One major difference between storage for e-mail and file servers is the amount of cache memory used. While cache doesn't do much for e-mail performance, file servers often benefit from cache. Read-ahead cache is most likely to generate the best results for common office file servers, but if you're trying to improve performance for a particular application, you should ask the application vendor's opinion.

Another way to increase the performance of file servers is to "short-stroke" the drives. The basic idea is to create a single partition on the drive that's approximately one-half to two-thirds of the drive's capacity and ignore the remaining capacity. This reduces seek times in the drive, allowing a large SATA drive to achieve seek times that are similar to SCSI and FC drives.

An important goal for file server storage is to reduce the number of drive failures. As with e-mail server storage, look for SATA drives with MTBF values greater then 1 million hours. Beyond that, file server storage should include hot swapping and hot spare features as standard fare.
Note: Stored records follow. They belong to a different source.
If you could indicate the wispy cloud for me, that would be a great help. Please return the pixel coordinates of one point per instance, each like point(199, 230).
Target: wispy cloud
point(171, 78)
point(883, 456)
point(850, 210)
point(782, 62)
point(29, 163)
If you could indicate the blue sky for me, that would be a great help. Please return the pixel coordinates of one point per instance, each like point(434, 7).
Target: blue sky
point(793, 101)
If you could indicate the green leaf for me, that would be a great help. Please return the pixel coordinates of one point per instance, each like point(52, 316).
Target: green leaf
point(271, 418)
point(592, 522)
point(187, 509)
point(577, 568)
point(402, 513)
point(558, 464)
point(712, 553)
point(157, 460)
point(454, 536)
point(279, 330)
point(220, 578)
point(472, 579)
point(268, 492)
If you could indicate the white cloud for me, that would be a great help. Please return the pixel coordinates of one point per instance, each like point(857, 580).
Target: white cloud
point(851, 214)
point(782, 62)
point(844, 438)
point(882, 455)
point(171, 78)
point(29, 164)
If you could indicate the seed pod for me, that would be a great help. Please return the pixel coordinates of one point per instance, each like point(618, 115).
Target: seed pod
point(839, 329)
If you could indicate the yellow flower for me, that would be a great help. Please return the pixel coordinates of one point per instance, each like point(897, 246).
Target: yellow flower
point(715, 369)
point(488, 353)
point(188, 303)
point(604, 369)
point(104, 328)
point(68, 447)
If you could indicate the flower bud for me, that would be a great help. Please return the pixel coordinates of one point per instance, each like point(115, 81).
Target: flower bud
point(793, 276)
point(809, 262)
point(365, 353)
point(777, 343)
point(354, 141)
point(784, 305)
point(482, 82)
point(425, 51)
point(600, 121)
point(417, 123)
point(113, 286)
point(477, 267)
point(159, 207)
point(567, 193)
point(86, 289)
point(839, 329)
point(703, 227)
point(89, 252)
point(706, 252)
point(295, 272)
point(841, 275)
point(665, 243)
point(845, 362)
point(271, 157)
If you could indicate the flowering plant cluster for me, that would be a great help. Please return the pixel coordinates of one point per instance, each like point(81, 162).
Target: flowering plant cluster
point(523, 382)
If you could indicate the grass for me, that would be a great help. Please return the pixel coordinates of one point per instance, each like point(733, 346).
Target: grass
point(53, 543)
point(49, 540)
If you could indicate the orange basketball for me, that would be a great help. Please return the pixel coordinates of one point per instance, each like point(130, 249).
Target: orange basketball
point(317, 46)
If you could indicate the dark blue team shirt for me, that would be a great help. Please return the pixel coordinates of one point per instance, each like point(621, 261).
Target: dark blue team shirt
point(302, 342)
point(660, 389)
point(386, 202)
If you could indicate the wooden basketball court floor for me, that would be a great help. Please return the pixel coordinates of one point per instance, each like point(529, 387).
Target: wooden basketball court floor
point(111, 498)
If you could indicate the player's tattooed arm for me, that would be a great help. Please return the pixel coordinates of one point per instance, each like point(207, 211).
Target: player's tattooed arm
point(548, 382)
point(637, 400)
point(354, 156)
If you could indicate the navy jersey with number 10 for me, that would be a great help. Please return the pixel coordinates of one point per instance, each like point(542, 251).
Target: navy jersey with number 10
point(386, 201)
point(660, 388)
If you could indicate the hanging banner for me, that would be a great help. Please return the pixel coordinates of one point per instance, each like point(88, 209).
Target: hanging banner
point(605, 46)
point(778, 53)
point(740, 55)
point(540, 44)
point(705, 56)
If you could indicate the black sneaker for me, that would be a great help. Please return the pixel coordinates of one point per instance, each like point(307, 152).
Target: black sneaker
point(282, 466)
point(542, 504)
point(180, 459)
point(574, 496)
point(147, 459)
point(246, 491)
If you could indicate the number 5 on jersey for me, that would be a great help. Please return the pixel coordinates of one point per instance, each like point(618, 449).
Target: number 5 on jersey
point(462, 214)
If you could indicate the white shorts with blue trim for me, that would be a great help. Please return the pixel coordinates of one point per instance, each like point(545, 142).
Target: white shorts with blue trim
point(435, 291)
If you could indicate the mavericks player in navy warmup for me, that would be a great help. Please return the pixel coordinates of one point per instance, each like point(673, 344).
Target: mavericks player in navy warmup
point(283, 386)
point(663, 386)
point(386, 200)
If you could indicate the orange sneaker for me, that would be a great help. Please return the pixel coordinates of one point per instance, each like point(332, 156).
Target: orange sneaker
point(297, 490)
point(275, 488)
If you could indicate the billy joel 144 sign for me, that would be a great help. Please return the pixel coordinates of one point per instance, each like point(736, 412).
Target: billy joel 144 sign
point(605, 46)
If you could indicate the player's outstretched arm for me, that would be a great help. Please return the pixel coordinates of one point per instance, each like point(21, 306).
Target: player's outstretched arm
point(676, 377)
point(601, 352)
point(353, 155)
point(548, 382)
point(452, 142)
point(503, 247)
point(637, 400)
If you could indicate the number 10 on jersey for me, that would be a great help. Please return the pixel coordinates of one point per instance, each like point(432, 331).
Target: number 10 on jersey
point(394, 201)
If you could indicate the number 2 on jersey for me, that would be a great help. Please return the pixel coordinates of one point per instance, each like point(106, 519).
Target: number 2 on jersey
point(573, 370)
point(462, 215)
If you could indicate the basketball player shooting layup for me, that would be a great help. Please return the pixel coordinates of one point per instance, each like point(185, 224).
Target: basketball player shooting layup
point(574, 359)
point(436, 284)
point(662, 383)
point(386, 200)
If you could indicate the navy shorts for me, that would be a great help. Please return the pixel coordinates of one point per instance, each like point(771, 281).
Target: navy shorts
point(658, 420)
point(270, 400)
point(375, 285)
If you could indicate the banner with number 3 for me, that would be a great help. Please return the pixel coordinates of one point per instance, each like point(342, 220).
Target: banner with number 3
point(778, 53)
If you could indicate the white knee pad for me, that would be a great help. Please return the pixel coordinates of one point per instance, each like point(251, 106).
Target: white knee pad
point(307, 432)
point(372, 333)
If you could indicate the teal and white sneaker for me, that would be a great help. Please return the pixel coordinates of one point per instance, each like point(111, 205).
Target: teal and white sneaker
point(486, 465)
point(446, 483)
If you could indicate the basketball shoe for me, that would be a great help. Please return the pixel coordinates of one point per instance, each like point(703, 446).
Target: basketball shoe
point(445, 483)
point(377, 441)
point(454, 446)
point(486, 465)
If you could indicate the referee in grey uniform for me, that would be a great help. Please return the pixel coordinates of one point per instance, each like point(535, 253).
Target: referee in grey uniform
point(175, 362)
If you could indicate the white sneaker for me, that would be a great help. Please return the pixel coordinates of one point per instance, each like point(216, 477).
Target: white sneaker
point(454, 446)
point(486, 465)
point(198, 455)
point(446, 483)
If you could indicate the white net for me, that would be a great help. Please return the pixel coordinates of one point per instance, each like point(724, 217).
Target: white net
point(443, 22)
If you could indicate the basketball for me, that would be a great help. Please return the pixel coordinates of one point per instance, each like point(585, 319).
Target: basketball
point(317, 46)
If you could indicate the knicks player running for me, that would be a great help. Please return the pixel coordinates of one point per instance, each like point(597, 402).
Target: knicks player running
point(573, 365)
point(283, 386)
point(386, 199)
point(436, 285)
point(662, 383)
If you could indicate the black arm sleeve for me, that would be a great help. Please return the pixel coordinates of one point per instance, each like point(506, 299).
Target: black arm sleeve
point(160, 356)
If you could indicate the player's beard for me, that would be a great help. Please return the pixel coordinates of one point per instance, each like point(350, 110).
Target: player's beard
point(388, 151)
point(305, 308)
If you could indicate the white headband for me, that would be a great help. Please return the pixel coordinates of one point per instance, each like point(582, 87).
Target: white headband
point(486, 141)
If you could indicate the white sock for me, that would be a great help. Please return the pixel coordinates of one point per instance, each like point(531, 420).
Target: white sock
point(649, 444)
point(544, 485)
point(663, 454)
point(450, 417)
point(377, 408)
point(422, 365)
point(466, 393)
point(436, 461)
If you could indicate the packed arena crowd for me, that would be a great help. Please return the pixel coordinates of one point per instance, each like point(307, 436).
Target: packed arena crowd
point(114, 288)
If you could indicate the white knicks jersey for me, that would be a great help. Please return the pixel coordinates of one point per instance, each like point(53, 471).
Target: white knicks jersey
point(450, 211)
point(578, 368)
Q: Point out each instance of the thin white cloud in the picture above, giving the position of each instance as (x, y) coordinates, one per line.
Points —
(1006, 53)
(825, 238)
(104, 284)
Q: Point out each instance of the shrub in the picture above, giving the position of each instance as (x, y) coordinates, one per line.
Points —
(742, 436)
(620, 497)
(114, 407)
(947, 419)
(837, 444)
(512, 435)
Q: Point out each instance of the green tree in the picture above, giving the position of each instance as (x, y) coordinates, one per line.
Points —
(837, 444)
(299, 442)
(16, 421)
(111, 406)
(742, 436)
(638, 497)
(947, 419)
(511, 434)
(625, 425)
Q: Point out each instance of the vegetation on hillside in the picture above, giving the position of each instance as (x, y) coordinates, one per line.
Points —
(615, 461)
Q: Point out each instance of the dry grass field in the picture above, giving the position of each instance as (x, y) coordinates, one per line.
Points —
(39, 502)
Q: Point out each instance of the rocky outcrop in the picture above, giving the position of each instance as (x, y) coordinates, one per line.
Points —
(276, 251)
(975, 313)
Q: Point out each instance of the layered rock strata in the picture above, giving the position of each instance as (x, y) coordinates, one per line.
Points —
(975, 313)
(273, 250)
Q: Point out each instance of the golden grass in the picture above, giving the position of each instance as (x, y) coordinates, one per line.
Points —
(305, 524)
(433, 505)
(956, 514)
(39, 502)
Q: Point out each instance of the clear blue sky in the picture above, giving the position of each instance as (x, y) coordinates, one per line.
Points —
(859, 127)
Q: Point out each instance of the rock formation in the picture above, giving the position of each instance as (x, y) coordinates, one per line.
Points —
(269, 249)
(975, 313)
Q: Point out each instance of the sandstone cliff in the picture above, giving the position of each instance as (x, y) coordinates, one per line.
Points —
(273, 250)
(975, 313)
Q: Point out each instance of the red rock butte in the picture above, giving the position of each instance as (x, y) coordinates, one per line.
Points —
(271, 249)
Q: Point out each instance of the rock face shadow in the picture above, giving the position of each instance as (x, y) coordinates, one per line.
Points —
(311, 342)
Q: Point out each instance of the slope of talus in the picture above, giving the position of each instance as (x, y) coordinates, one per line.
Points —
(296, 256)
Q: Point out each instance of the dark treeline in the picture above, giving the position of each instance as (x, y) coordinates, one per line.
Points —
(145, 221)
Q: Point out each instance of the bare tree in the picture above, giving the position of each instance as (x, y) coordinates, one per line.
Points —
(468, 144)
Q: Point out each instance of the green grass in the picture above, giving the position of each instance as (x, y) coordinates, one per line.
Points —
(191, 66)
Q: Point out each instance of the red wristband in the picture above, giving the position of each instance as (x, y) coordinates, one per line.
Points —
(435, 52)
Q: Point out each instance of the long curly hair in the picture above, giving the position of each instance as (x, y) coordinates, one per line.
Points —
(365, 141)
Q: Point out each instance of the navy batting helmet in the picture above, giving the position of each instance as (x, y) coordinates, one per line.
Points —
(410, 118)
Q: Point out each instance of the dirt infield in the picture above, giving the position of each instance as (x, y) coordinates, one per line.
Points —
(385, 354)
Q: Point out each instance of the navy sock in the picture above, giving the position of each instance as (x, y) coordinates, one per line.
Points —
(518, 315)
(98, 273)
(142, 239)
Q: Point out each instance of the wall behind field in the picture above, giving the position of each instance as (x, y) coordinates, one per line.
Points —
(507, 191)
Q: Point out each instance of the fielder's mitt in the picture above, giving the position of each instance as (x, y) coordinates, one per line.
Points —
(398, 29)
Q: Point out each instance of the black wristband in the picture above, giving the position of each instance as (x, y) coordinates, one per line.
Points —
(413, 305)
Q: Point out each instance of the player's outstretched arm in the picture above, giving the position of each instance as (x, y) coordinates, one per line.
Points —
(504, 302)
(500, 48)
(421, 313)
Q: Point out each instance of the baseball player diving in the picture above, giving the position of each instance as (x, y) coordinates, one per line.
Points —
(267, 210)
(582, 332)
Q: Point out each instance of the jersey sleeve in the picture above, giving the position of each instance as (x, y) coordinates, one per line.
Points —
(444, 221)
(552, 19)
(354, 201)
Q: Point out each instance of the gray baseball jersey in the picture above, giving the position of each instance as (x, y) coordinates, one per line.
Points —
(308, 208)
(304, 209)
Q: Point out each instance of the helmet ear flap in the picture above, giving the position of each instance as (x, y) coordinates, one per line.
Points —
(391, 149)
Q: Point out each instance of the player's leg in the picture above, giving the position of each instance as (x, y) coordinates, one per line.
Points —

iSCSI is also a good fit for file server storage as a way to reduce the cost of putting file servers on a SAN. File server performance over iSCSI should be adequate for most applications, but low latency applications with database functions could suffer with it. Don't bother using TOE unless your servers have processors running at less than 2GHz. iSCSI storage routers that connect iSCSI servers to FC storage are an excellent idea for companies that already have FC SANs. This way you can get the cost reduction of iSCSI on the servers, combined with the high-throughput capabilities of FC and SCSI disk drives.